1. Waktu Belajar Terlalu Lama

Salah satu kesalahan yang sering terjadi adalah memaksa anak belajar dalam waktu yang terlalu panjang.

Anak usia dini dan sekolah dasar memiliki rentang perhatian yang lebih pendek dibandingkan orang dewasa.

Sebagai gambaran:

  • Usia 4–5 tahun: sekitar 10–15 menit.
  • Usia 6–8 tahun: sekitar 15–25 menit.
  • Usia 9–12 tahun: sekitar 25–40 menit.

Jika belajar berlangsung terlalu lama tanpa jeda, anak akan mudah kehilangan fokus.

Solusi

Gunakan metode belajar singkat dengan jeda istirahat.

Misalnya:

  • Belajar 20 menit.
  • Istirahat 5 menit.
  • Lanjut belajar kembali.

2. Terlalu Banyak Gangguan

Lingkungan belajar memiliki pengaruh besar terhadap konsentrasi anak.

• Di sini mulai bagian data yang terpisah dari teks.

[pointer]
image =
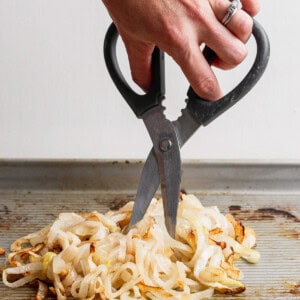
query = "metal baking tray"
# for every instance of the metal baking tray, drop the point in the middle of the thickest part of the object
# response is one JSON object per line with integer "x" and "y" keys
{"x": 265, "y": 195}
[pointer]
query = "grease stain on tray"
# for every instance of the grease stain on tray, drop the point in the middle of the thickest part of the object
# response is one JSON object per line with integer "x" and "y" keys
{"x": 262, "y": 214}
{"x": 294, "y": 288}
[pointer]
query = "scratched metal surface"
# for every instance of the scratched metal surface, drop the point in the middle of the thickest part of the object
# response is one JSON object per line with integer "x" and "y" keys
{"x": 274, "y": 213}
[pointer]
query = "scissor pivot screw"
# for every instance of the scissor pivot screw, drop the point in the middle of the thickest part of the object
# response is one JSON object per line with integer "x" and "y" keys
{"x": 165, "y": 145}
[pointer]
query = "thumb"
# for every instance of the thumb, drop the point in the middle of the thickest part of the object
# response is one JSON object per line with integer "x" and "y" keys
{"x": 140, "y": 58}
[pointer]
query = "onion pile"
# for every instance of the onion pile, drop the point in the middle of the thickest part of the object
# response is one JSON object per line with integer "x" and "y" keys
{"x": 89, "y": 256}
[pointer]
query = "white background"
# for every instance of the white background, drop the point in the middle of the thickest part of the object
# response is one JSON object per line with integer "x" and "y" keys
{"x": 57, "y": 100}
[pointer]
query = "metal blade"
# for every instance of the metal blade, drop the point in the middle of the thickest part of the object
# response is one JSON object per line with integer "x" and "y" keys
{"x": 185, "y": 127}
{"x": 148, "y": 186}
{"x": 167, "y": 152}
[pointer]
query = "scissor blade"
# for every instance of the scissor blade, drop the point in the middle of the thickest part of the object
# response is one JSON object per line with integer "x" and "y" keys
{"x": 148, "y": 185}
{"x": 185, "y": 126}
{"x": 167, "y": 152}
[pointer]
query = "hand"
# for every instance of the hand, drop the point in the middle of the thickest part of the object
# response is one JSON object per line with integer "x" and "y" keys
{"x": 179, "y": 27}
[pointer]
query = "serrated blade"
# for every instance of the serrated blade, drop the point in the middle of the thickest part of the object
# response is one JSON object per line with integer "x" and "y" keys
{"x": 167, "y": 162}
{"x": 149, "y": 182}
{"x": 185, "y": 126}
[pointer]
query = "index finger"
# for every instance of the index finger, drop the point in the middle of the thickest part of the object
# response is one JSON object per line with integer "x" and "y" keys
{"x": 252, "y": 7}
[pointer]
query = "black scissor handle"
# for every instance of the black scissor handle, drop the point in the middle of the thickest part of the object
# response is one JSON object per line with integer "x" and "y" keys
{"x": 138, "y": 103}
{"x": 204, "y": 111}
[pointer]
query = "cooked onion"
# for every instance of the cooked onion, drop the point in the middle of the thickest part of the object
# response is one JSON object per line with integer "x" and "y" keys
{"x": 89, "y": 255}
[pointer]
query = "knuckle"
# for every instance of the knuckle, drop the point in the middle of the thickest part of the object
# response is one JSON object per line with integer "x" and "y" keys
{"x": 245, "y": 26}
{"x": 173, "y": 36}
{"x": 206, "y": 86}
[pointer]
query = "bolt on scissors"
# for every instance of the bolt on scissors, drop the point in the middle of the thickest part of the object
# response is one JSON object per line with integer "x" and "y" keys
{"x": 163, "y": 165}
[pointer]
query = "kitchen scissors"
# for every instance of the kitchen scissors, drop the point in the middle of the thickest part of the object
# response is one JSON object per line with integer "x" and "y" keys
{"x": 163, "y": 164}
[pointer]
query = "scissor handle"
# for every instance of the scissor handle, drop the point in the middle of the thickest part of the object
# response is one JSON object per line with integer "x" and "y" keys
{"x": 204, "y": 111}
{"x": 138, "y": 103}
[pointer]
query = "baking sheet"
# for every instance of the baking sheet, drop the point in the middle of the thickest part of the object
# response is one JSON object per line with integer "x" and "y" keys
{"x": 32, "y": 194}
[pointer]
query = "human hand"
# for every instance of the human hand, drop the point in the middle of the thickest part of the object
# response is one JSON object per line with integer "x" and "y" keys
{"x": 179, "y": 27}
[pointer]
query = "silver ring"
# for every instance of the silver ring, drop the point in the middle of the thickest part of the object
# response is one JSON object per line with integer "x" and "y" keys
{"x": 232, "y": 9}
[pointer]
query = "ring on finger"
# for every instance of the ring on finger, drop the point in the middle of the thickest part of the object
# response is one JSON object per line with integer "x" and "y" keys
{"x": 231, "y": 11}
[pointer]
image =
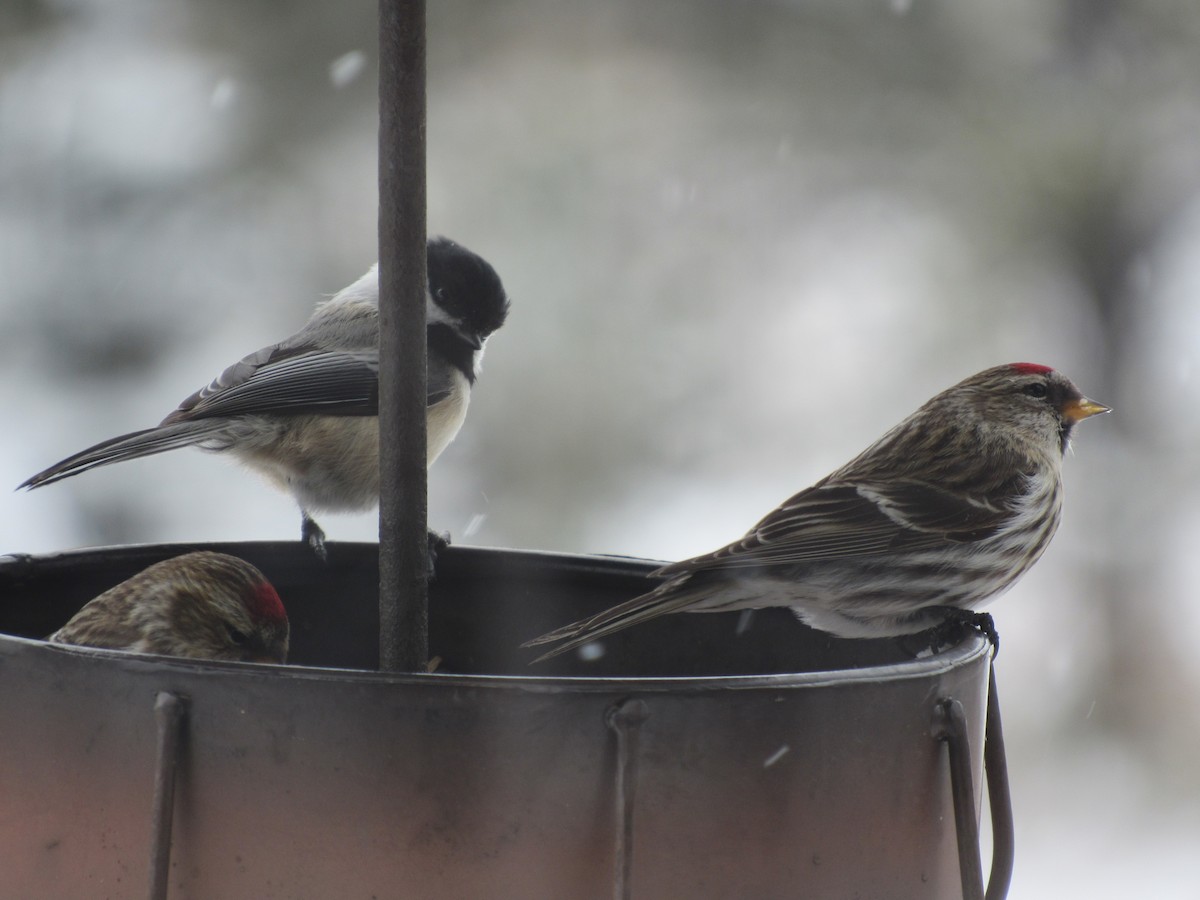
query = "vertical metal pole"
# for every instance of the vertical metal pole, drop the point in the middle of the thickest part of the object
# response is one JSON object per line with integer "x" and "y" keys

Gangguan yang sering ditemukan:

  • Televisi menyala.
  • Ponsel di dekat anak.
  • Suara musik terlalu keras.
  • Banyak orang lalu lalang.

Otak anak akan kesulitan memusatkan perhatian jika terlalu banyak stimulus yang bersaing.

Solusi

Sediakan sudut belajar yang:

  • Tenang.
  • Rapi.
  • Memiliki pencahayaan yang cukup.
  • Bebas dari gangguan digital.

3. Kurang Tidur

Tidur memiliki peran penting dalam perkembangan otak anak.

Anak yang kurang tidur biasanya menunjukkan gejala:

  • Mudah marah.
  • Sulit berkonsentrasi.
  • Cepat lelah.
  • Sulit mengingat informasi.

Kebutuhan Tidur Anak

UsiaKebutuhan Tidur
3–5 tahun10–13 jam
6–12 tahun9–12 jam

Tidur yang cukup membantu otak memproses dan menyimpan informasi baru.

4. Terlalu Banyak Waktu Layar

Gawai memang menawarkan hiburan yang menarik.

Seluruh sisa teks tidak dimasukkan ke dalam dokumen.